If you are working on the Harvester code, this information may be of help to you. If you're only interested in using the Harvester, feel free to skip this section.
The Harvester has a handful of moving pieces and a couple sample gathering threads.
While there are several Dockyard Proxies defined, only one is used at any given time.
Fake: The fake is used only within tests.
gRPC: The gRPC Dockyard Proxy is used to send Samples to the Dockyard. It's the ‘real version’ that is used when running Fuchsia DevTools.
local: This proxy is like a local loopback or stub. It doesn't actually send any messages to the Dockyard. It is activated by passing the --local
option on the command line when starting the Harvester. The primary use is for interactive development of the Harvester or in e2e tests.
The ‘gather_category.h/cc’ contains a base class for the other gather_* files. Each of the other Gather* classes derive from GatherCategory and will collect samples of a particular type.
cpu: gathers global, system-wide samples of the CPU usage. This doesn't include per-thread usage, for example.
inspectable: gathers a list of inspectable components (in a Component Framework Inspect sense). This list can be used for further drilling down with introspection.
introspection: is not actually implemented at this time. The intent is to use the Component Framework inspection lib to get component details. When this task is revived the inspection lib will be called by this code.
memory: gathers global, system-wide samples of the memory usage. This doesn't include per-process usage, for example.
memory_digest: gathers memory usage bucketed into predefined (hard-coded) groups. This code makes use of memory digest lib. It is conceptually like a filter/groups on the processes_an _memory gatherer.

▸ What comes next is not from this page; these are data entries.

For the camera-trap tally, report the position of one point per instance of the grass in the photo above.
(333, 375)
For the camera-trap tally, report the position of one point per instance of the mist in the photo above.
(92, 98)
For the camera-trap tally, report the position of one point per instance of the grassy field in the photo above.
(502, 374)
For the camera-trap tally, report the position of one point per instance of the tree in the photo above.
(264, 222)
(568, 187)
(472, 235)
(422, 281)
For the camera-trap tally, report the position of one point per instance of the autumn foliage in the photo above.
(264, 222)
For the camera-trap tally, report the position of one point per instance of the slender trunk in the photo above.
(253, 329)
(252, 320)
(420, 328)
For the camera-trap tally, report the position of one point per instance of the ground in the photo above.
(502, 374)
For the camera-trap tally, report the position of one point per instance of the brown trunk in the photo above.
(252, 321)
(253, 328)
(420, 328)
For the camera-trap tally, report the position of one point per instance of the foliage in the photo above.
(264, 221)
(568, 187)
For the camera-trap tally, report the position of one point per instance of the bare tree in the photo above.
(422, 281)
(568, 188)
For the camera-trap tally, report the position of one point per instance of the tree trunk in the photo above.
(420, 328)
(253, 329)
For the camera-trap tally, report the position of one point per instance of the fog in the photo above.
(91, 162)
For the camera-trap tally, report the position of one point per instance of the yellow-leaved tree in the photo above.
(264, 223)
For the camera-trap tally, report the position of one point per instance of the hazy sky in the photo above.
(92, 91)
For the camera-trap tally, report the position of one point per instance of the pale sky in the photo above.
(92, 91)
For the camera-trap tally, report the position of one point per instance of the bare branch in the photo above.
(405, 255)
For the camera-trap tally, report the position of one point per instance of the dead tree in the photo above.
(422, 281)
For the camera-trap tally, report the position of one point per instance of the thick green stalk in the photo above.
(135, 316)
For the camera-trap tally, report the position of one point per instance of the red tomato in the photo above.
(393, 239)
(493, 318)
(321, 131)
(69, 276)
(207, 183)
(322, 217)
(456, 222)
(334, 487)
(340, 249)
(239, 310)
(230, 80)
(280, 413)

processes_and_memory: gathers a list of active processes and the memory used by each process. Tip: processes don‘t use CPU directly, when we talk about the CPU used by a process we’re really talking about the summation of the CPU used by child threads of the process.
tasks: is a predecessor to processes_and_memory and threads_and_cpu. It‘s old and should probably be removed. This will gather all the job/process/thread information (memory and CPU too) in one go. The trouble is that this is not fast and it’s not efficient. It was simply a first MVP version.
threads_and_cpu: gathers a list of active thread and the CPU used by each thread.
Of this collection of gatherers, only processes_and_memory and threads_and_cpu are active beyond startup. The gather_cpu, gather_memory, and gather_tasks are used at Harvester startup (only) to get a snapshot of unchanging values (like the total physical memory).
The gather_inspectable, gather_introspection, and gather_memory_digest could be revived and made useful.
Samples come in three broad flavors.
Device samples do not change during a given session. An example is physical memory. The device's main RAM is not something that can be modified on the fly. It is set at system startup and remains constant.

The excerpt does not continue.